March 28, 2012
The hot seat: Career expert says questions about behavior can be toughest to answer in job interviews
Many soon-to-be college graduates are in the thick of the job hunt and a Kansas State University career expert has advice for them and other job seekers: When interviewing for a job, beware of behavioral interview questions.
"Behavioral-style interview questions are very common and can be quite challenging if you aren't anticipating them or haven't prepared in advance, because the employer is asking you to give specific examples," said Mary Ellen Barkley, assistant director of the university's career and employment services.
Barkley says behavioral-style questions typically begin with phrases such as, "tell me about a time when," "give me an example of" or "describe a situation when."
In preparation of these kinds of questions, applicants should consider the skills the employer is seeking for the specific position and think of specific stories that demonstrate that he or she has those skills. Barkley recommends using the STAR model as a strategy in answering these questions.

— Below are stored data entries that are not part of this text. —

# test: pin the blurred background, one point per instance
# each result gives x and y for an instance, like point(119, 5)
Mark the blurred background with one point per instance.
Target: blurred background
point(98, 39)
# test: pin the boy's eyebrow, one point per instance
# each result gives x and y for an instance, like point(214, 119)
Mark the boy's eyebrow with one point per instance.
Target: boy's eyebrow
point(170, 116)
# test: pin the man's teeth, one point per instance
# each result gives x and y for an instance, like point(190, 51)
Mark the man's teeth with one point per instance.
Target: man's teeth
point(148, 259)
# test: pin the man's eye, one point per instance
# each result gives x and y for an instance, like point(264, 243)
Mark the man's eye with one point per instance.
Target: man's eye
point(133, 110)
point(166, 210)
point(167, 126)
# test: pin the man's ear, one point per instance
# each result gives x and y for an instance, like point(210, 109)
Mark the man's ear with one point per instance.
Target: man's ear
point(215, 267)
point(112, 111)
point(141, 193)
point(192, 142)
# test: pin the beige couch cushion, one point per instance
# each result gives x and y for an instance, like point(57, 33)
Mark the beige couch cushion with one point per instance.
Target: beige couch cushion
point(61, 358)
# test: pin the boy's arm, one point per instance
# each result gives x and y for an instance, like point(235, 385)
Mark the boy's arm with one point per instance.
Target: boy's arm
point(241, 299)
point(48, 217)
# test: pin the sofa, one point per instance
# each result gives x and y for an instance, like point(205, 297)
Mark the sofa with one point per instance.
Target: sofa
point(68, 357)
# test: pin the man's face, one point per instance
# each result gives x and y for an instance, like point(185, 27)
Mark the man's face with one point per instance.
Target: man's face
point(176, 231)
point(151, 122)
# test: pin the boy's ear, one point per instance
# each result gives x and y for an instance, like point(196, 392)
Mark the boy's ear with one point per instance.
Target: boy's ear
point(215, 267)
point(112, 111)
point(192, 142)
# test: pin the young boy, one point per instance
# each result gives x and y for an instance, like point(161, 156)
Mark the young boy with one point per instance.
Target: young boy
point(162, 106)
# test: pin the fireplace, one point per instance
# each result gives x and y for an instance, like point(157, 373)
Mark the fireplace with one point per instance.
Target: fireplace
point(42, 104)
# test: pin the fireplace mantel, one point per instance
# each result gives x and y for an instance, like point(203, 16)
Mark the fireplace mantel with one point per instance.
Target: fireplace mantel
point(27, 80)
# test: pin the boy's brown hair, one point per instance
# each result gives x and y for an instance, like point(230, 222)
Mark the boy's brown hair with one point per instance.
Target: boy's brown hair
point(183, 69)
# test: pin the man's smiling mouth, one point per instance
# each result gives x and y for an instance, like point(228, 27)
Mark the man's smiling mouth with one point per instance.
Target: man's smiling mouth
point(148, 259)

"Once you've come up with the example, it's best to describe it fully, including these aspects: Tell what happened, what action you took and describe how it turned out," Barkley said. "This is called the STAR model: Situation/Task, Action and Result.
"The other key to success when preparing for behavioral interviews is to think of examples where things turned out well, but also think of examples where you may have faced a challenge and overcame it. This is a common theme for behavioral-style questions. For example, 'Tell me about a time when you had to work with a challenging team member and how did you handle that?'"
Outside of this behavioral style, three tough questions applicants should anticipate include: What's your greatest weakness, why should we hire you and tell me about yourself.
"The 'tell me about yourself' question is a very common opening interview question," Barkley said. "This isn't a time to tell your life history since birth, but some people choose to include information about where they grew up, such as saying 'I grew up in a small town' or 'I'm from Kansas City,' if relevant.
"Beyond that, candidates should be able to briefly summarize the following in about 30 seconds: their major, year in school and relevant skills and experience," she said. "Don't go into too much detail here -- save that for the rest of the interview."
When discussing weaknesses, employers are not looking to hear the applicant's darkest secret. Rather, they want to hear how the person's limitations have affected them and how he or she has made improvements in this area.
Additionally, Barkley said most people aren't comfortable talking about their strengths, so providing the employer with reasons to be hired can be a challenging task. She suggests applicants practice talking about their strong points to ensure comfort when discussing them in an interview situation.
Anticipating every interview question that may be asked is impossible, Barkley said, which means it's OK to allow some time to pass before instinctively responding to a question.
"If you get a tough question, give yourself time to answer," she said. "When you are the one being interviewed it can seem like minutes have gone by since the question was asked, when in reality it was only a few seconds. Take time to form your thoughts."
It is also important for candidates to have a few questions of their own at the conclusion of an interview because it communicates interest in the position. Barkley suggests asking the following questions: When will you be making a decision about this position? What is a typical day like for this position? What makes someone successful in this role?
Any additional questions that a candidate genuinely wants answered could also be asked during this portion of the interview. This is a good time to demonstrate that the applicant has researched the organization and allows him or her the opportunity to ask a genuine question based on that information, Barkley said.
Kansas State University graduates have had success in the job market. The latest postgraduation statistics from career and employment services, for the 2010-2011 school year, show 92 percent of graduates responding to a survey reported they were employed or were furthering their education within six months of their graduation from the university.